NAVA’s annual Arts Day on the Hill brings advocates from all over Australia together at Parliament House for a focused week of meetings and actions to inform responsible policy for artist and sector development.
With thanks to the generous philanthropy of Daniel Besen, Arts Day on the Hill will be held in mid-August, during the first Parliamentary sitting week following the winter break, every year for three years. Dates will be confirmed once the new Parliament has confirmed its sitting calendar.
“Around the world creative industries are recognised as being essential to the growth of a modern economy,” said Daniel Besen. “In Australia, the arts inject over 110 billion dollars into the national economy each year and employ roughly half a million people. We need to back ourselves in the arts, and equip our creative talents with the tools and resources they need to succeed.
“NAVA’s Arts Day on the Hill assembles the sector’s most important voices, paves the way for a redoubled focus on NAVA’s advocacy agenda, and ultimately, offers a blueprint to guide Australia’s resurgence as the creative powerhouse we know it can be.”
This initiative follows the generous philanthropy of the Balnaves Foundation in partnering with NAVA on three full-page ads in the Australian, encouraging voters to consider our cultural future.
NAVA leads policy, advocacy and action for a contemporary arts sector that’s ambitious and fair. The three key pillars of our program focus on supporting artists, developing the industry and enriching the Australian culture. Arts Day on the Hill continues the work of August 2018’s Future/Forward (held in Canberra at the NGA and Parliament House), and April 2019’s Australian Cultural Policy: The Next Decade (held in Melbourne in partnership with Monash University’s Masters of Cultural & Creative Industries), by engaging decision-makers in critical issues with expertise and urgency.

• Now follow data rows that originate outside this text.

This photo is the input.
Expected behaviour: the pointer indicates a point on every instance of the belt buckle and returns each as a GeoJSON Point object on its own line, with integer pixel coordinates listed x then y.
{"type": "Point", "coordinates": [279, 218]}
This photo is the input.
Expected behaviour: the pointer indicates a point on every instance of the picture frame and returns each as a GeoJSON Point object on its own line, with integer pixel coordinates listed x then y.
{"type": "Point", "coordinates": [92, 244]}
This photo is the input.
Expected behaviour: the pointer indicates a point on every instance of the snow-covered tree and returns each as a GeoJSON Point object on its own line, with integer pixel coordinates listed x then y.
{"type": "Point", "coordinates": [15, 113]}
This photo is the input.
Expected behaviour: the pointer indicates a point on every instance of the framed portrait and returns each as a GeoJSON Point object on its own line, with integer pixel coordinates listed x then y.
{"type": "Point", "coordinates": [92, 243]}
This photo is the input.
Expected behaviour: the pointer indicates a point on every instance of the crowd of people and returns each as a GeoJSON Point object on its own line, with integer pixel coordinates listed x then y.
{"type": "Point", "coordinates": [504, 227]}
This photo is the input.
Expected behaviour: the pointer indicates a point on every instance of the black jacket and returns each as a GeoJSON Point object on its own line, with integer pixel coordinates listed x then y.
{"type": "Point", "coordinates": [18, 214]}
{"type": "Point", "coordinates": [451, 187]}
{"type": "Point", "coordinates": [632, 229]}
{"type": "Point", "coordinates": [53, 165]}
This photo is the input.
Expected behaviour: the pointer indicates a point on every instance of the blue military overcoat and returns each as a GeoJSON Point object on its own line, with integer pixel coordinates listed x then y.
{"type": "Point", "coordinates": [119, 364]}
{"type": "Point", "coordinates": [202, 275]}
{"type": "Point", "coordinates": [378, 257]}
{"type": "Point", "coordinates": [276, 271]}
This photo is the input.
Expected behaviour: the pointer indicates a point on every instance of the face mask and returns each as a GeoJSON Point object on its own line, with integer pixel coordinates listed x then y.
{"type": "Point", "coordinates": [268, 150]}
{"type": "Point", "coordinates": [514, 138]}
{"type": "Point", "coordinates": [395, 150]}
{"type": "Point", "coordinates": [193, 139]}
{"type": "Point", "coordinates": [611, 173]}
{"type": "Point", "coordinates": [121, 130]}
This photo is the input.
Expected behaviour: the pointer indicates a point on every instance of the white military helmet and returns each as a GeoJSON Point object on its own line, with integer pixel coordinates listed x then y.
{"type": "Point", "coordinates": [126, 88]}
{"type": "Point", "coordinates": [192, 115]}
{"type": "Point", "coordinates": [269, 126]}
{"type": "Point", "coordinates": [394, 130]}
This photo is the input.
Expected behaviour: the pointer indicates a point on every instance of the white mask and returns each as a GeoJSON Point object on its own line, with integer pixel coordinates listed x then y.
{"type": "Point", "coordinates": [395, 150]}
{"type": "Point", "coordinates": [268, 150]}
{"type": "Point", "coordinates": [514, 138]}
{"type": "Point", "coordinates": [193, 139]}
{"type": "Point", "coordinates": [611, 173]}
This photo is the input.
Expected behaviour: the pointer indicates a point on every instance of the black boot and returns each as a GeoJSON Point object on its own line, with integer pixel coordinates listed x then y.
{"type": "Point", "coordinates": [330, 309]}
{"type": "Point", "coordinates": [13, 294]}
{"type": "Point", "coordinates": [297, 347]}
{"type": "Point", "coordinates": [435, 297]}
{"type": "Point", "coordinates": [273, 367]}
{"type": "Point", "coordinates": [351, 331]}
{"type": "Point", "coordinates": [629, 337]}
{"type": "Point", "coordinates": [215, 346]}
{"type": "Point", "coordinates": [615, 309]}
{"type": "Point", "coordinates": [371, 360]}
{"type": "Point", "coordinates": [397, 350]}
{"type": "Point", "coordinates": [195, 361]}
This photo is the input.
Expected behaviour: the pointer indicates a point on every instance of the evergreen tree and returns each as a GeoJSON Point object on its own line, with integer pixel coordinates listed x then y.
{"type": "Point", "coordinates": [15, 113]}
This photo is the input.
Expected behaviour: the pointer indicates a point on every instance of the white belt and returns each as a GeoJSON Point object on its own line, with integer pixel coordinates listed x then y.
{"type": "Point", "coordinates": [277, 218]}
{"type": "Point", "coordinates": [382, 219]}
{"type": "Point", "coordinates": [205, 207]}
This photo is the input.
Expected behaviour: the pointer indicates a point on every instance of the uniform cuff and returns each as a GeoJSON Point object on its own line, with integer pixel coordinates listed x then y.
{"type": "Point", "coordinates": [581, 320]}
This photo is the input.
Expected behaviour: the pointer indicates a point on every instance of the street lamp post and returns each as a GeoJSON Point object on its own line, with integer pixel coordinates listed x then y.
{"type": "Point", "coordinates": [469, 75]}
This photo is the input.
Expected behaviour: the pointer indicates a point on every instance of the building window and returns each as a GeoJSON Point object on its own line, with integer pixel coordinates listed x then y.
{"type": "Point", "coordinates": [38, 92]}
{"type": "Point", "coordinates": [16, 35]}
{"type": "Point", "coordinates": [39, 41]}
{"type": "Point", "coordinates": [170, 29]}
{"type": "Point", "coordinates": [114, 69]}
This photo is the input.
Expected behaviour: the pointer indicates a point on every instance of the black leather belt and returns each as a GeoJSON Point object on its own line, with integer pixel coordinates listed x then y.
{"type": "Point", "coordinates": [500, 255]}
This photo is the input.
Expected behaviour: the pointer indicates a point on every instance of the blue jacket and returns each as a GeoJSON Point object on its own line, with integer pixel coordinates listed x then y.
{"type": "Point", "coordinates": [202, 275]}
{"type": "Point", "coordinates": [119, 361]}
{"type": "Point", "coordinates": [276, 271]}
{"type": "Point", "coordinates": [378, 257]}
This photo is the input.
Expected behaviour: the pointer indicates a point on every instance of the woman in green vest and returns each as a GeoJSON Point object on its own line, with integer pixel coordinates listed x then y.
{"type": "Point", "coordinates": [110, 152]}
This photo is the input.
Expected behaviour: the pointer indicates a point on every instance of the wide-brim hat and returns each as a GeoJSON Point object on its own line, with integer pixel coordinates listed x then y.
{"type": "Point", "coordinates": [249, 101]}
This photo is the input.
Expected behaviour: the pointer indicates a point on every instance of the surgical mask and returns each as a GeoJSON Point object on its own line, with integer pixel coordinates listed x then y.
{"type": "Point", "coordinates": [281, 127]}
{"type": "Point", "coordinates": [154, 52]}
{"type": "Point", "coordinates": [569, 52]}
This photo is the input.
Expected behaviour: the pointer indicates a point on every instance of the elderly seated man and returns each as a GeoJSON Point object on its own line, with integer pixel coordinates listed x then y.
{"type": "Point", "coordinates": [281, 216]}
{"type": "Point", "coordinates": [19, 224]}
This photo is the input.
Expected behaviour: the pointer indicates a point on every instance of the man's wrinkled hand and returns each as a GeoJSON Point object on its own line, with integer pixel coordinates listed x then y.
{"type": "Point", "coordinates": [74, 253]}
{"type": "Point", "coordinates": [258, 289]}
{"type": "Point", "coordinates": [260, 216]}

“Arts Day on the Hill will be the annual national focus that Australia’s contemporary arts sector needs,” said Esther. “As well as meetings and events in Canberra, there’ll be ways for everyone to participate. We look forward to working even more closely with the Morrison Government, ensuring that elected members and decision-makers understand the value of the arts to our future, our economy and to all Australians.”
Program partners, details on how to participate, and further advocacy actions will be released in coming weeks.